Still, it is often hard for many addicts to visualize a life free of substance addiction; the effects of using often hinders the adolescent brain’s ability to see the dangers of drugs and alcohol, says Ford. During the worst points of S’s addiction, even a life past high school seemed unlikely. “If you asked me a year and a half, two years ago if I thought I was gonna be alive right now, I would be like, ‘No, there’s no way, I’m definitely gonna be dead by now,’” says S.
But as Ford points out, when adolescents can better analyze the effects of their addiction, the improvement becomes exponential. “Once they realize, ‘I’ve been using this substance to replace my happiness,’ and they realize that there are other ways that they can do it that are healthier, better and that doesn’t come with a lot of shame, it’s transformative,” he says.

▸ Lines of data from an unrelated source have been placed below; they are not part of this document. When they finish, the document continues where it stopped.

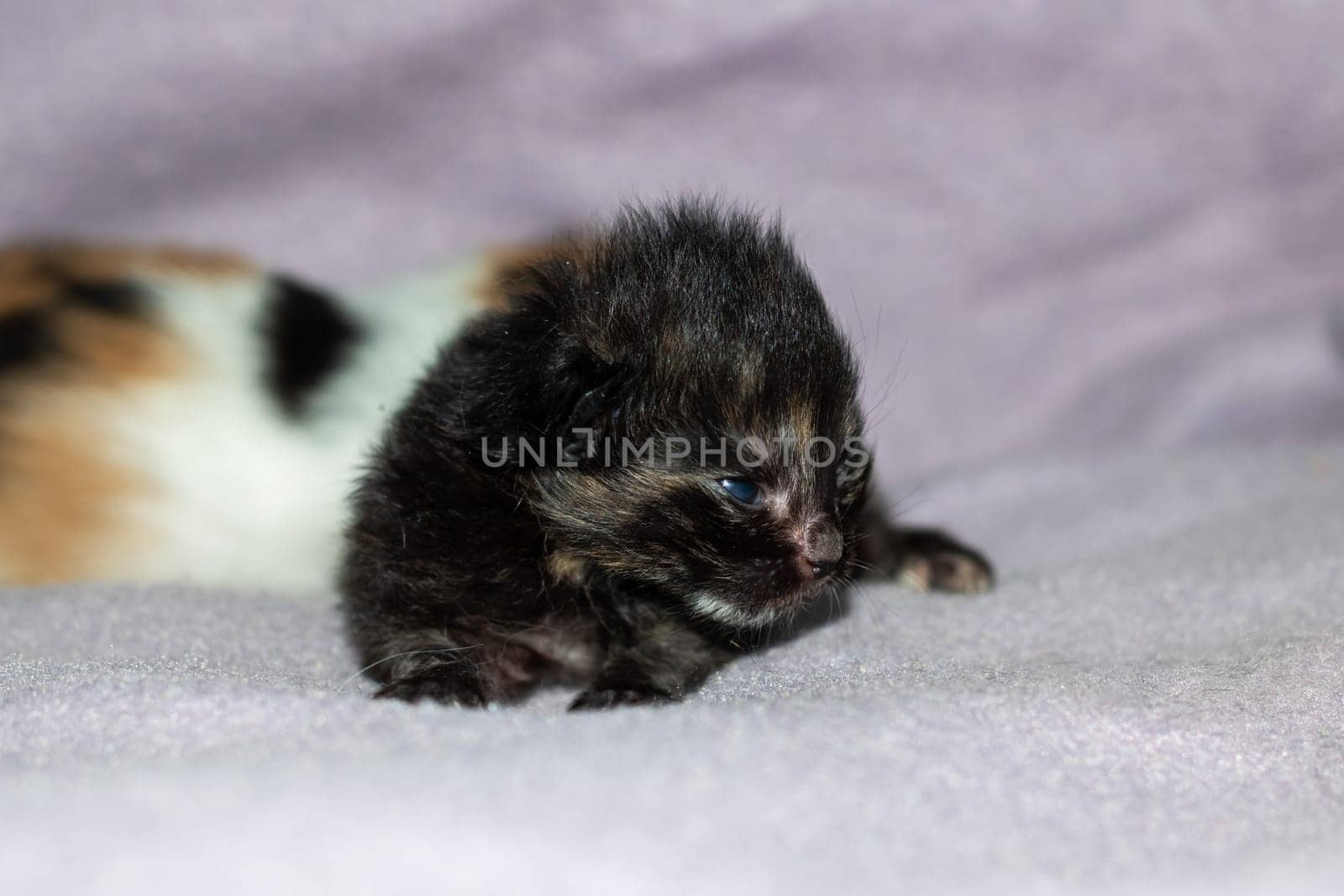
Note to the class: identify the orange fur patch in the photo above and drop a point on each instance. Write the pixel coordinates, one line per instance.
(60, 486)
(118, 262)
(504, 269)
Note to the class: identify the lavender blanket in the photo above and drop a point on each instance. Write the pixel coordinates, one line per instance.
(1092, 257)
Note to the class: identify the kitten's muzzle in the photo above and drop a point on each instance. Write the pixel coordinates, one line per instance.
(820, 551)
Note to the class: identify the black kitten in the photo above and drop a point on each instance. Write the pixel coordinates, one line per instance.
(654, 446)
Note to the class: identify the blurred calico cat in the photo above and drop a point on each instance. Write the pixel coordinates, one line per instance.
(186, 417)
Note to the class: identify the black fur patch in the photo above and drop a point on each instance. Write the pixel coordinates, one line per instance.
(24, 338)
(308, 336)
(29, 336)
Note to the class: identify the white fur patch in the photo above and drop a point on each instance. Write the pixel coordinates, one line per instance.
(244, 495)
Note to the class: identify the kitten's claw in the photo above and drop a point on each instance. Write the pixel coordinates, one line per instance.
(604, 698)
(448, 685)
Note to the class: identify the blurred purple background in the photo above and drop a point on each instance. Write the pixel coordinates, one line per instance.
(1053, 228)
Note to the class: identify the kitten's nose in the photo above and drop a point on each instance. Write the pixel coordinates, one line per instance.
(820, 551)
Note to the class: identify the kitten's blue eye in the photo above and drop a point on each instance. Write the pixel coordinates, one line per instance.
(743, 490)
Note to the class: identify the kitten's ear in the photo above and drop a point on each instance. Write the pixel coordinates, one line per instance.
(591, 414)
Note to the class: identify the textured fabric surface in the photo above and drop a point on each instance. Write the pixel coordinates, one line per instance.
(1090, 253)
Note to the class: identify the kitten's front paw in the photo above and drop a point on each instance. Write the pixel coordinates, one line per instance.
(601, 696)
(956, 571)
(927, 560)
(449, 685)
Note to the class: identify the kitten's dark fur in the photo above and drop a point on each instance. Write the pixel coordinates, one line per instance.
(467, 582)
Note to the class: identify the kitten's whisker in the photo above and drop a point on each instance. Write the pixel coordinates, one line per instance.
(396, 656)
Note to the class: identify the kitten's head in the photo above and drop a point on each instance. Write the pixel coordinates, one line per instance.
(709, 405)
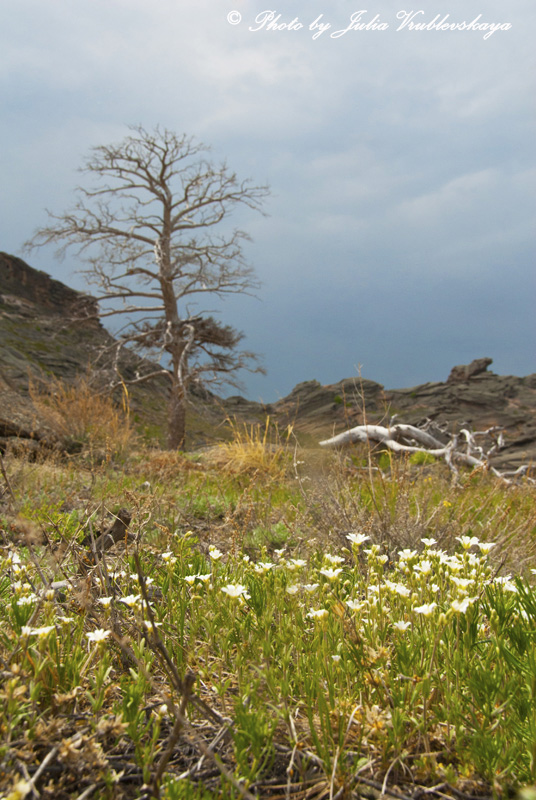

Now that S has recognized that the happiness she got from drugs and alcohol was artificial, she has started to find healthier and more fulfilling support systems. A new group of friends who abstain from using, rehabilitation, and time away from drugs and alcohol have shown her that a future with real-world, substance-free happiness is entirely achievable.
“With my perception of happiness, I used to think about things in immediate and short-term,” says S. “I couldn’t handle the feeling of depression, so I would just gravitate towards drugs because it was an immediate fix … In the past, I was setting myself up for failure, but recently I’ve been setting myself up for success … I feel genuine, and trusted and … happy.”